Cifras todas que revelan un patrón: buena parte de la ciudadanía prefiere no involucrarse, no informarse a fondo, no confrontar el debate.
Este panorama no solo habla de un desinterés individual, sino de un desafío colectivo para nuestra democracia. Cuando personas que nunca profundizan en propuestas, que se dejan llevar por titulares sensacionalistas o por mensajes breves en redes, deciden el futuro de todos, la calidad del debate se empobrece y las decisiones pierden legitimidad. Con ello, se abre el espacio para gobiernos más débiles, polarizados y menos capaces de afrontar los grandes problemas nacionales: desigualdad, cambio climático, modernización del Estado, crisis de confianza institucional y, por cierto, los desafíos económicos que enfrenta Chile tras la reciente desaceleración y el alza de la inflación. Volvamos de nuevo a la esencia de la palabra griega idiṓtēs. Más allá de la “indiferencia” política, lo que en la Atenas clásica se consideraba un desdén por el interés público, hoy se traduce en desinformación y manipulación. El idiṓtēs moderno se caracteriza por no contrastar fuentes, por rechazar el análisis de datos y, a menudo, por creer ciegamente en consignas o fórmulas que prometen soluciones mágicas. Lejos está de ser un simple “ciudadano privado”: se ha convertido en motor de mentiras, agraviador de la verdad y, en el fondo, enemigo de la deliberación genuina. Porque, en definitiva, la grandeza de la democracia radica en la calidad de la participación. Si dejamos que la sombra de la desidia y la falta de rigor argumental se apodere de la ciudadanía, estaremos traicionando los principios fundantes de la República, que siempre han promovido la formación del individuo como agente de cambio. Porque, en definitiva, la grandeza de la democracia radica en la calidad de la participación. Si dejamos que la sombra de la desidia y la falta de rigor argumental se apodere de la ciudadanía, estaremos traicionando los principios fundantes de la República, que siempre han promovido la formación del individuo como agente de cambio.

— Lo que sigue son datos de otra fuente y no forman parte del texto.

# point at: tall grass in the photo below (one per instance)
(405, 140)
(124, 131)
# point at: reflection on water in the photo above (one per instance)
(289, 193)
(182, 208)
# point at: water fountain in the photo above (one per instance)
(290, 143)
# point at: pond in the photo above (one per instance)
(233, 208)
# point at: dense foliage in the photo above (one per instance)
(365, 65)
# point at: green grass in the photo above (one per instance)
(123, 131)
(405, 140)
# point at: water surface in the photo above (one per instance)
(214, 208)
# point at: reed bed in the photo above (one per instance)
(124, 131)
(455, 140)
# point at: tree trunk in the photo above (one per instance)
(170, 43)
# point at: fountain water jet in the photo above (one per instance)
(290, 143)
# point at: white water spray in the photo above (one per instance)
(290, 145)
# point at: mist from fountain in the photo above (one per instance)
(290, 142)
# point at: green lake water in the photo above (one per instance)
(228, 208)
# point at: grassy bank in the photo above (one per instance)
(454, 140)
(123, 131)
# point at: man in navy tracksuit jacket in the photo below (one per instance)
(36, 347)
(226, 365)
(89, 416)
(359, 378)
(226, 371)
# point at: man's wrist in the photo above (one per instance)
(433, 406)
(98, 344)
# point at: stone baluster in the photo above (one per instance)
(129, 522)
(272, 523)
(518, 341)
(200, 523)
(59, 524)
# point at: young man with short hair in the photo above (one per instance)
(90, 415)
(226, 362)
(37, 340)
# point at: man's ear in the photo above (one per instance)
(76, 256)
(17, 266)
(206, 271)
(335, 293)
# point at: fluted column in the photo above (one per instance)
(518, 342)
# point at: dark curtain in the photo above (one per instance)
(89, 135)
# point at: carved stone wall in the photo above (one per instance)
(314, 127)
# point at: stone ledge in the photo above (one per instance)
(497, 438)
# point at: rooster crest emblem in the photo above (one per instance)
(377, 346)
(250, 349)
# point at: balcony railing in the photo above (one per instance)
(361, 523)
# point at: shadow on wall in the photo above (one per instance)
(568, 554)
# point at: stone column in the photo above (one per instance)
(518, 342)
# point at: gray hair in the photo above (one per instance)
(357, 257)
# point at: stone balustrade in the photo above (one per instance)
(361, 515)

Como en la Atenas de Pericles, hoy es hora de redescubrir la virtud política: no como mero ejercicio de retórica, sino como compromiso moral con el bien común. Solo así podremos llamar “idiotas” a quienes renuncian a su responsabilidad cívica y, al mismo tiempo, demostrar que no hay que temer al diálogo ni al contraste de ideas, porque está fundada en la certeza de que la luz de la razón triunfa sobre la penumbra de la ignorancia. Donde la luz disipa las tinieblas.
Que nunca se diga de nosotros, como se solía decir de los ἰδιώται de antaño, que huimos de la vida política. Al contrario: asumamos nuestro lugar en la arena pública, con la conciencia plena de que, en cada voto depositado con conocimiento y convicción, afianzamos las bases de una sociedad más justa, más informada y libre.